A group of 41 European price-comparison shopping sites say Google is in breach of an antitrust agreement it reached with the European Union back in 2017.

Google was fined a record €2.4B (then $2.7B) after a 7-year investigation which concluded that Google unfairly favored its own Shopping results against those from other price-comparison sites …


The ruling was made following an analysis of 1.7 billion searches.

The EC found that Google Shopping (and its earlier incarnations) always appeared at or close to the top of product search results, while the highest-ranked competitor service typically appeared on page 4. It ruled that this was an abuse of Google’s dominant position in search.

“Google has abused this market dominance by giving its own comparison shopping service an illegal advantage. It gave prominent placement in its search results only to its own comparison shopping service, whilst demoting rival services. It stifled competition on the merits in comparison shopping markets.”

The commission presented evidence that Google’s promotion of its own shopping comparison service – featuring paid advertisers – increased by up to 45-fold, while traffic to competitor sites dropped by up to 92%. These findings were based on a seven-year investigation which examined around 1.7 billion search queries.

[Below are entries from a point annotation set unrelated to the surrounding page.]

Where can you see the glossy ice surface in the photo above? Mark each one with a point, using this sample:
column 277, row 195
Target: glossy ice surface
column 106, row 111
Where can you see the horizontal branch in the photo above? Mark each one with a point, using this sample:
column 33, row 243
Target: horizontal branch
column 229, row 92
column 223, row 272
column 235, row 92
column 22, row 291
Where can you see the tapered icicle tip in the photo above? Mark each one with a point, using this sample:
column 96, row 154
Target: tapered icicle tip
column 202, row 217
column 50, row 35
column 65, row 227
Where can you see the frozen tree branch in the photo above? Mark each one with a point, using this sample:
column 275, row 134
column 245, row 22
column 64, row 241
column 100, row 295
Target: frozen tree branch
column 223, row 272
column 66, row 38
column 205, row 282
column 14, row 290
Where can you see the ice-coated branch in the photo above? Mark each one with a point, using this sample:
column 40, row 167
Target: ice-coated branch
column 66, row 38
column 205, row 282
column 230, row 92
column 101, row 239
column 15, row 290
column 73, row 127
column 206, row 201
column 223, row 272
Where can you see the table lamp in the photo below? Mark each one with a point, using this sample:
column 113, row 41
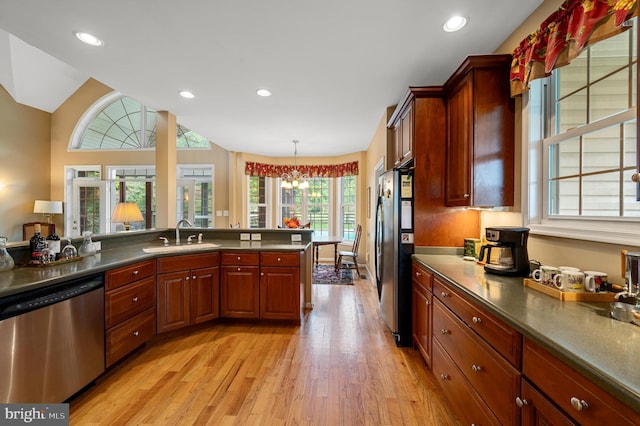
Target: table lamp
column 47, row 208
column 125, row 213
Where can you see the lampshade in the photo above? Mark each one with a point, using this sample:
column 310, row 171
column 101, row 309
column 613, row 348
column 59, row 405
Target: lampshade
column 295, row 179
column 125, row 213
column 47, row 207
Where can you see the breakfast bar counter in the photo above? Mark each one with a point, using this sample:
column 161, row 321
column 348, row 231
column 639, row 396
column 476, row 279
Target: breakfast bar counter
column 581, row 334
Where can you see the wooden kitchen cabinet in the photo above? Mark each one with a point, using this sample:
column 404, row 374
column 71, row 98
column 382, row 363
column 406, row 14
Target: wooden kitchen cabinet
column 130, row 304
column 577, row 396
column 484, row 349
column 422, row 300
column 480, row 140
column 240, row 285
column 188, row 290
column 281, row 292
column 538, row 410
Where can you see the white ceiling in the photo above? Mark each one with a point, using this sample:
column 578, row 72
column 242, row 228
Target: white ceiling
column 333, row 66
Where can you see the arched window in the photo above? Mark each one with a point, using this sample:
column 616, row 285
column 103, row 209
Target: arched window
column 118, row 122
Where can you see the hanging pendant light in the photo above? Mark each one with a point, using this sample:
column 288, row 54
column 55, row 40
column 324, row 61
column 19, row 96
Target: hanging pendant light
column 295, row 179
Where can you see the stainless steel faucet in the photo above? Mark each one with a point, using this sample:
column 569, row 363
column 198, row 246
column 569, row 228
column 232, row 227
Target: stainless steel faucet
column 180, row 222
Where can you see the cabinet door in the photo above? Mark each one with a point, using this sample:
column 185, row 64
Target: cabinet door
column 173, row 301
column 421, row 301
column 459, row 144
column 205, row 294
column 240, row 292
column 537, row 410
column 406, row 147
column 280, row 293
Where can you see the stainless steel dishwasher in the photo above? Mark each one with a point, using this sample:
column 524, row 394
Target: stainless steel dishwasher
column 51, row 341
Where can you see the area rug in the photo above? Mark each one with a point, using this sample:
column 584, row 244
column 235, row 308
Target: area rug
column 327, row 274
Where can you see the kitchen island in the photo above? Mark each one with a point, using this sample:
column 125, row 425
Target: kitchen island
column 579, row 334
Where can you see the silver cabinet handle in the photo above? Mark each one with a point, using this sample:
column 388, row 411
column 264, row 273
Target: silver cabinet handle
column 579, row 404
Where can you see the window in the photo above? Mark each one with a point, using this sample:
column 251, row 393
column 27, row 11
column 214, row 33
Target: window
column 348, row 207
column 312, row 205
column 582, row 128
column 119, row 122
column 259, row 195
column 194, row 195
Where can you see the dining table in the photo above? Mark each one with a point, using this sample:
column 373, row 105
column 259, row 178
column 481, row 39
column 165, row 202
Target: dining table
column 322, row 240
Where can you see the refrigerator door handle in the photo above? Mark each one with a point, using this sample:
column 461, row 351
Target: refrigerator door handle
column 378, row 244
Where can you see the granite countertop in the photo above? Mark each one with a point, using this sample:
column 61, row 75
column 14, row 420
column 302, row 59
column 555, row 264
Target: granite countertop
column 22, row 279
column 582, row 334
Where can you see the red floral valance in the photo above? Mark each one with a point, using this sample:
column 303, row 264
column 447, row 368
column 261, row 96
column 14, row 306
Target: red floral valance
column 564, row 34
column 330, row 170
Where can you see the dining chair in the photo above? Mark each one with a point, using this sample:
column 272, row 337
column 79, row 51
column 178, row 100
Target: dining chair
column 353, row 253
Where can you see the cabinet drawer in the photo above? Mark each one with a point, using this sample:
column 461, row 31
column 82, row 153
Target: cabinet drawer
column 567, row 388
column 127, row 301
column 241, row 258
column 125, row 337
column 188, row 261
column 506, row 340
column 422, row 276
column 460, row 394
column 128, row 274
column 495, row 380
column 279, row 259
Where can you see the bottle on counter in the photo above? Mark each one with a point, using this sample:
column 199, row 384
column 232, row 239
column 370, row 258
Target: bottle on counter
column 87, row 248
column 53, row 240
column 37, row 243
column 6, row 261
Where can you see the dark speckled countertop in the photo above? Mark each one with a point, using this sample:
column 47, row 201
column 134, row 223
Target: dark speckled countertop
column 23, row 279
column 582, row 334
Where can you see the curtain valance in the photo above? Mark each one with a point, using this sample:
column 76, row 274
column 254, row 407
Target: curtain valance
column 329, row 170
column 564, row 34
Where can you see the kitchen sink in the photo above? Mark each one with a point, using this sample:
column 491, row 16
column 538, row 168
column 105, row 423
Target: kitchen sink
column 180, row 248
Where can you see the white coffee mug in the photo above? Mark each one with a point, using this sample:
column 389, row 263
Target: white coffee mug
column 569, row 280
column 595, row 281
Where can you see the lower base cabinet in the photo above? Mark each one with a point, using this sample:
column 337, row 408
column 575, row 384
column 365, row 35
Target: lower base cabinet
column 188, row 290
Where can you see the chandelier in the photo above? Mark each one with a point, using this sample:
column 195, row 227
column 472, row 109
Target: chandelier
column 295, row 179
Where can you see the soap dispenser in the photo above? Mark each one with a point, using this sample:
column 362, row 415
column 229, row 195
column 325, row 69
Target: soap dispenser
column 6, row 261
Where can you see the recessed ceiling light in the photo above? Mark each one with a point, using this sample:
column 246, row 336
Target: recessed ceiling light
column 454, row 23
column 89, row 39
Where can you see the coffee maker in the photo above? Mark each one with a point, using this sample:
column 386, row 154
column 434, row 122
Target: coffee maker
column 511, row 244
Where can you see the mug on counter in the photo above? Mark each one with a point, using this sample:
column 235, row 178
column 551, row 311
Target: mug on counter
column 595, row 281
column 569, row 280
column 545, row 274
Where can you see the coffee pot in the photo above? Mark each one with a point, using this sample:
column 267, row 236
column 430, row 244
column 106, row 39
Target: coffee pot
column 507, row 253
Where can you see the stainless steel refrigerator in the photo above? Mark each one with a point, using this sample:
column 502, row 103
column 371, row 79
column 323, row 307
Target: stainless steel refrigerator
column 394, row 247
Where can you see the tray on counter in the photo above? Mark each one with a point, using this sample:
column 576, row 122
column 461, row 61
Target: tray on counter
column 33, row 264
column 570, row 296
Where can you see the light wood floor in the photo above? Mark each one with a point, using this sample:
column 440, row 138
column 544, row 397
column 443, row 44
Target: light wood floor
column 340, row 367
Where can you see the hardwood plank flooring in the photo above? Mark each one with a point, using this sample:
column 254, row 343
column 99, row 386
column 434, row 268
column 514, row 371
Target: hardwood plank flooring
column 340, row 367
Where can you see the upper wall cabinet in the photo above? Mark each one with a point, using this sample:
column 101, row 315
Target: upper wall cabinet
column 402, row 125
column 480, row 137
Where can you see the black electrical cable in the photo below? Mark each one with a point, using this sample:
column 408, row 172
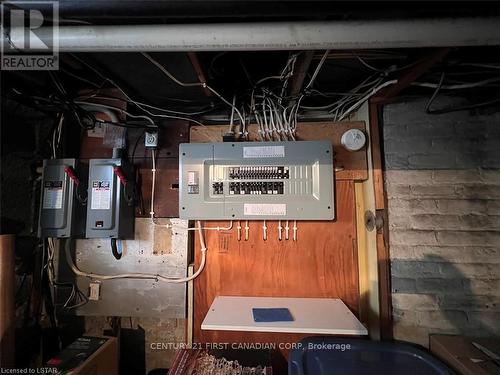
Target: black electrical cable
column 453, row 109
column 463, row 108
column 434, row 94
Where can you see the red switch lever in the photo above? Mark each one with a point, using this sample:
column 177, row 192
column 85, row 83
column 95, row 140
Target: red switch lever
column 72, row 175
column 118, row 171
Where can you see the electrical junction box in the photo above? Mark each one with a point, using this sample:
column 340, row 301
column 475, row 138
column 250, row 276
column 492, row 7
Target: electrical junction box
column 63, row 198
column 256, row 181
column 110, row 207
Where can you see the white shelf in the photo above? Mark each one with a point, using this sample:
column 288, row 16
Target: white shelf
column 311, row 315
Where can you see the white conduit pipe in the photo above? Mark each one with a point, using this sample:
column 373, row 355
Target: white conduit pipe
column 146, row 276
column 312, row 35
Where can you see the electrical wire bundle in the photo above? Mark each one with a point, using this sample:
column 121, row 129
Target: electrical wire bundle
column 76, row 297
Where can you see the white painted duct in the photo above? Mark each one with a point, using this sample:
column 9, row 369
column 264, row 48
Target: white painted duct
column 277, row 36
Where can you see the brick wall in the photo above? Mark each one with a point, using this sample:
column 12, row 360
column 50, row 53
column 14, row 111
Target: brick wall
column 443, row 186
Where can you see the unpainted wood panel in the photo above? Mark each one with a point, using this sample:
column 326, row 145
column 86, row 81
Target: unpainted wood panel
column 167, row 175
column 321, row 263
column 349, row 165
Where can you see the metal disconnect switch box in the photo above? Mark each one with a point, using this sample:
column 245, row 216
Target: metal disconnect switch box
column 257, row 180
column 62, row 202
column 110, row 207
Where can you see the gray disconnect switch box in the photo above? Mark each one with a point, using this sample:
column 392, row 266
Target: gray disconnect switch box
column 63, row 196
column 110, row 207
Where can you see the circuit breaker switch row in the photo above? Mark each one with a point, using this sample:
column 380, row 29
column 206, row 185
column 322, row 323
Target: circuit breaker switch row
column 256, row 188
column 218, row 188
column 259, row 173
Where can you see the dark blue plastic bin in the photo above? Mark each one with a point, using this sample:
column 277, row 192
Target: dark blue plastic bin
column 329, row 355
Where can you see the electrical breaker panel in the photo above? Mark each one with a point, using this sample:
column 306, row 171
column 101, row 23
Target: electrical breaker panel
column 110, row 207
column 63, row 195
column 257, row 181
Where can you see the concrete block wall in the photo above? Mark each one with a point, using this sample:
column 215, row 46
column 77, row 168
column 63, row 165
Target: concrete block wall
column 442, row 176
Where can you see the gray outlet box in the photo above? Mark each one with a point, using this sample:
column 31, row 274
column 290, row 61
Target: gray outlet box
column 110, row 207
column 62, row 210
column 257, row 181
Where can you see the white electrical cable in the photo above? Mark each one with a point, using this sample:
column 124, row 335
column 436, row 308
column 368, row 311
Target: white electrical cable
column 153, row 185
column 218, row 228
column 457, row 87
column 99, row 105
column 145, row 276
column 366, row 97
column 191, row 84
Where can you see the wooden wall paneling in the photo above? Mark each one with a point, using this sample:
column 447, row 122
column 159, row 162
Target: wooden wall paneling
column 172, row 133
column 349, row 165
column 313, row 266
column 383, row 256
column 364, row 279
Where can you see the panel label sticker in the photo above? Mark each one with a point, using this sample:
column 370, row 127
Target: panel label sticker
column 256, row 209
column 101, row 195
column 52, row 195
column 264, row 152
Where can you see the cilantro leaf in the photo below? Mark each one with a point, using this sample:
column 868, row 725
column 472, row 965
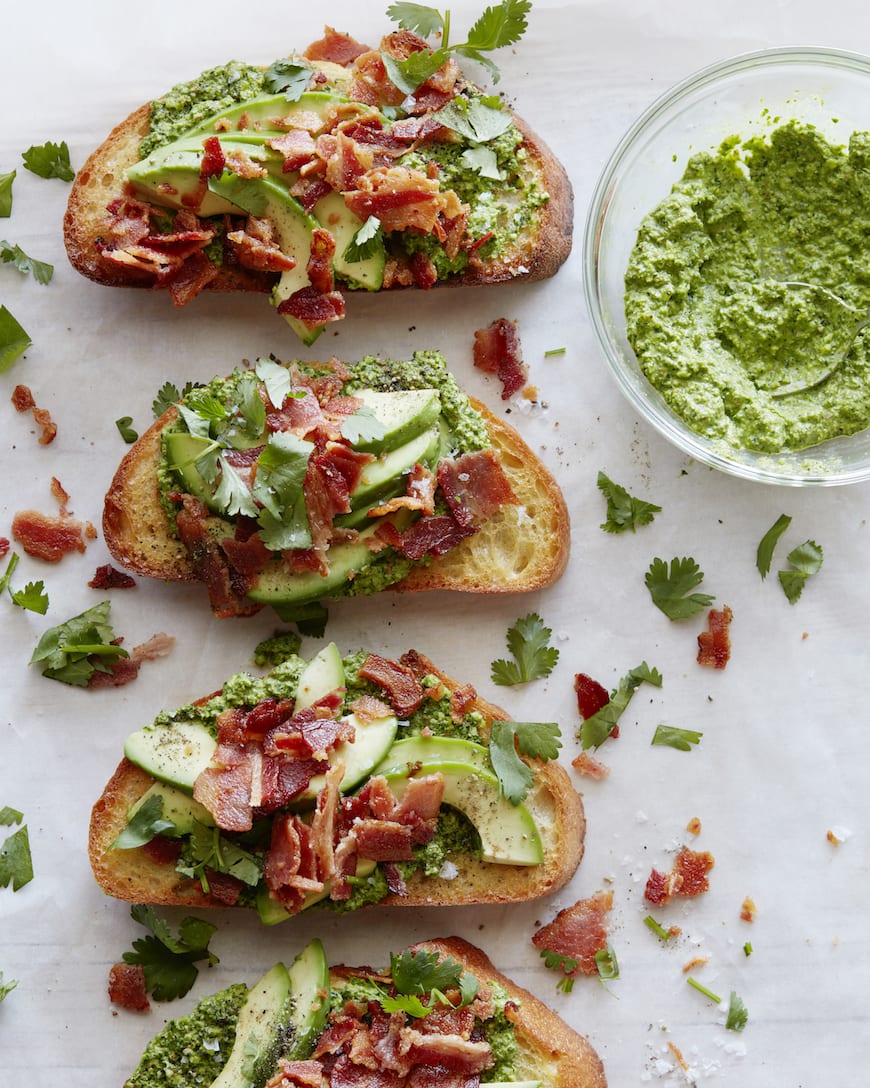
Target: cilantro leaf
column 169, row 962
column 367, row 242
column 670, row 589
column 768, row 543
column 125, row 430
column 16, row 865
column 13, row 340
column 529, row 642
column 5, row 194
column 146, row 823
column 71, row 652
column 595, row 730
column 623, row 510
column 33, row 597
column 41, row 270
column 49, row 160
column 671, row 737
column 737, row 1014
column 418, row 17
column 288, row 76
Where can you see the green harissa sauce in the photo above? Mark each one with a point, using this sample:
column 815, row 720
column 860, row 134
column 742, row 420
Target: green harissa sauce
column 748, row 286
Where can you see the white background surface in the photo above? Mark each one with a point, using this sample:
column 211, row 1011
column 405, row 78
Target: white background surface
column 783, row 756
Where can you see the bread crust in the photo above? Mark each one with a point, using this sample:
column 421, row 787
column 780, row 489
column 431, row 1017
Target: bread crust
column 520, row 548
column 536, row 255
column 549, row 1049
column 134, row 876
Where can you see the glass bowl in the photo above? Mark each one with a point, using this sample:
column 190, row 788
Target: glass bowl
column 746, row 95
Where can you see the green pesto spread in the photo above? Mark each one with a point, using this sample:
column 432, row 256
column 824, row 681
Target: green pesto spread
column 191, row 1050
column 747, row 291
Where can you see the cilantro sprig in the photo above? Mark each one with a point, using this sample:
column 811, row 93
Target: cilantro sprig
column 595, row 730
column 49, row 160
column 169, row 962
column 529, row 643
column 623, row 510
column 669, row 588
column 500, row 25
column 73, row 651
column 541, row 740
column 10, row 254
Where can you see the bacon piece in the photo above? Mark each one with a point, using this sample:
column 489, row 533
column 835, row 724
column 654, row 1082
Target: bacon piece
column 23, row 400
column 127, row 987
column 406, row 692
column 474, row 486
column 579, row 931
column 336, row 47
column 715, row 643
column 497, row 350
column 108, row 578
column 48, row 536
column 687, row 877
column 312, row 307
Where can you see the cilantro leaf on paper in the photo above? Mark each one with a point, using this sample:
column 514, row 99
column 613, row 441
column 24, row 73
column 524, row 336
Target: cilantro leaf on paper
column 16, row 866
column 49, row 160
column 541, row 740
column 670, row 588
column 529, row 643
column 595, row 730
column 169, row 961
column 41, row 271
column 623, row 510
column 768, row 543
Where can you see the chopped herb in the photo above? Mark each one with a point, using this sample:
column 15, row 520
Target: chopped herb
column 765, row 554
column 541, row 740
column 623, row 510
column 5, row 194
column 13, row 340
column 529, row 642
column 41, row 270
column 125, row 430
column 16, row 866
column 670, row 589
column 658, row 929
column 595, row 730
column 73, row 651
column 49, row 160
column 671, row 737
column 169, row 961
column 806, row 559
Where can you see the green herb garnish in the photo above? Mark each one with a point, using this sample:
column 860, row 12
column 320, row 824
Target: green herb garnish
column 11, row 254
column 49, row 160
column 623, row 510
column 670, row 589
column 671, row 737
column 529, row 642
column 541, row 740
column 169, row 961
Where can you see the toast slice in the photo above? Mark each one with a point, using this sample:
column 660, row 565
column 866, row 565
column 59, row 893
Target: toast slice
column 520, row 547
column 499, row 1030
column 143, row 875
column 527, row 244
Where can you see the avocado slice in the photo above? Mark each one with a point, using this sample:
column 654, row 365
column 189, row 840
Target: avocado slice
column 509, row 835
column 175, row 754
column 264, row 1023
column 324, row 674
column 414, row 750
column 177, row 806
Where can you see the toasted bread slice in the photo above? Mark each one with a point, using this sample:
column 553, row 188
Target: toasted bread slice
column 520, row 548
column 137, row 876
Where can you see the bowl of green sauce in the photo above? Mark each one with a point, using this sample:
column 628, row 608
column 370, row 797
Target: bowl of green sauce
column 726, row 271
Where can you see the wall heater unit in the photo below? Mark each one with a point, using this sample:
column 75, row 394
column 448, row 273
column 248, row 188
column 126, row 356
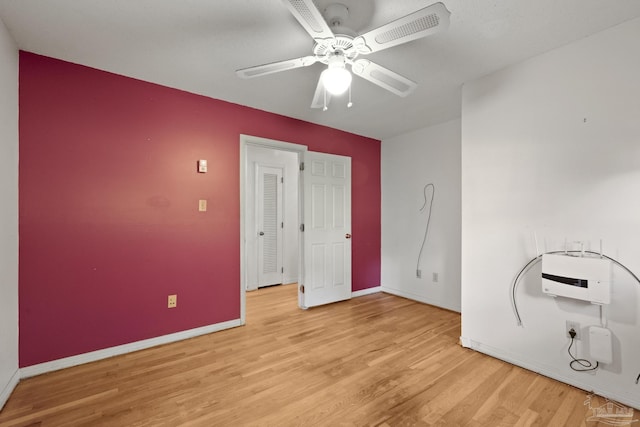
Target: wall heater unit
column 583, row 278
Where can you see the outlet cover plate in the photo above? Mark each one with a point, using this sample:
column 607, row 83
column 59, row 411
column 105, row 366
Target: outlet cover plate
column 172, row 301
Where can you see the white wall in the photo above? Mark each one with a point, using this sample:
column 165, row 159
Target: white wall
column 552, row 146
column 409, row 162
column 288, row 161
column 8, row 214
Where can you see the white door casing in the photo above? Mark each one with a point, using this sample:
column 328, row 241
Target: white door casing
column 327, row 229
column 269, row 224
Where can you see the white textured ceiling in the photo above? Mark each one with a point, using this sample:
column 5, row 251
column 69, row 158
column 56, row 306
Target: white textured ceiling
column 196, row 46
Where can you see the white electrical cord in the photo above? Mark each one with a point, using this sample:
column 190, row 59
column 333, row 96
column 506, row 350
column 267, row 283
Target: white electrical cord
column 426, row 230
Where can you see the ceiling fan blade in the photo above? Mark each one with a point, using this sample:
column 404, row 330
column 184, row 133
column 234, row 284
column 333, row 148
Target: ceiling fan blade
column 383, row 77
column 310, row 18
column 274, row 67
column 421, row 23
column 319, row 96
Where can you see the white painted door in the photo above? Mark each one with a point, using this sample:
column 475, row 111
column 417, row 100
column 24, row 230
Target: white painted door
column 269, row 225
column 327, row 229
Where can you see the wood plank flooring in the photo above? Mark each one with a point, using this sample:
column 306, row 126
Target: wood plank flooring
column 377, row 360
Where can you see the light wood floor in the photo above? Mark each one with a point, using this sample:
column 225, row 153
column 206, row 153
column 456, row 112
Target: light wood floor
column 375, row 360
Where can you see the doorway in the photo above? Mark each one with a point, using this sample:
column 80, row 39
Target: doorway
column 322, row 253
column 258, row 155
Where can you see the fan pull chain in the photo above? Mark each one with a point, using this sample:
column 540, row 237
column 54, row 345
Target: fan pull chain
column 325, row 100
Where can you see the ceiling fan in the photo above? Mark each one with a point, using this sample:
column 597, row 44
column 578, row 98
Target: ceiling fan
column 340, row 46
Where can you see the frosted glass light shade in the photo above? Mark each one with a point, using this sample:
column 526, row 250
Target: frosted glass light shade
column 336, row 80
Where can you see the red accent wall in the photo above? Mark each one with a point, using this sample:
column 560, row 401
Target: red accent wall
column 108, row 207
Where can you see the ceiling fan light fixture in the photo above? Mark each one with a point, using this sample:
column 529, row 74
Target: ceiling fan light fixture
column 336, row 78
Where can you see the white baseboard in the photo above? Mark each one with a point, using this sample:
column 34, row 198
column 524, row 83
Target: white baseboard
column 420, row 298
column 544, row 370
column 93, row 356
column 8, row 389
column 368, row 291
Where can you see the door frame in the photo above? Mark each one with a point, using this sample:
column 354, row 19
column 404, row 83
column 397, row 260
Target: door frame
column 246, row 140
column 259, row 170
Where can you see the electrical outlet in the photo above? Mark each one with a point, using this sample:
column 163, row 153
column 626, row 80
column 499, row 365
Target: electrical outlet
column 172, row 301
column 575, row 326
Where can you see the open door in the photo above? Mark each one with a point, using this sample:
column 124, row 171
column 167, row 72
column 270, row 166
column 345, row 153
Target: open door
column 327, row 229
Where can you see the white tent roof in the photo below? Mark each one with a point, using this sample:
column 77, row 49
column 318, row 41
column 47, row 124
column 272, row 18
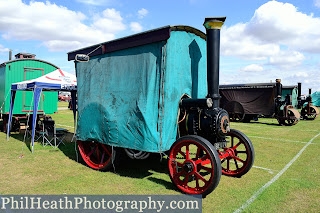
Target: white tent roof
column 56, row 80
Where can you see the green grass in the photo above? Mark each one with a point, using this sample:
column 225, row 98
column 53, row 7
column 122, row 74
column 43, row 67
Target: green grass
column 50, row 171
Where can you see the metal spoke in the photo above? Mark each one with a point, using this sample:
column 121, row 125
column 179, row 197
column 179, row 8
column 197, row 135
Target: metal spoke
column 238, row 159
column 102, row 157
column 197, row 181
column 207, row 169
column 106, row 149
column 236, row 146
column 223, row 160
column 90, row 153
column 184, row 155
column 235, row 162
column 200, row 177
column 98, row 157
column 187, row 152
column 186, row 179
column 201, row 160
column 228, row 164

In addition to the record fine, Google had to agree to rectify the bias in its search results within 90 days, or face further fines.

Google is in breach, say rivals

The group of rival price-comparison sites say that, more than two years after that deadline expired, Google is still in breach of that agreement.

Reuters reports.

Forty-one European price-comparison shopping services on Thursday urged EU antitrust regulators to act against Alphabet Inc’s Google for allegedly flouting an order to allow rivals to compete on equal terms, which they said is endangering their existence […]

The signatories to the letter are from 21 EU countries, [and include] Idealo, Europe’s second largest price comparison shopping service and part of publishing group Axel Springer, Polish No. 1 Ceneo, Britain’s Kelkoo, and Foundem and Heureka in the Czech Republic.

“We are approaching you (Vestager) because companies like ours are endangered by Google, which is artfully avoiding compliance with the law,” the companies (CSS) said.

The companies say that it isn’t just their companies that are harmed. A Grant Thornton study found that prices shown on Google Shopping were on average higher than those available through rival price comparison sites, meaning that consumers too are being unfairly treated.

We’ll doubtless be hearing from European Competition Commissioner Margrethe Vestager in the next few days.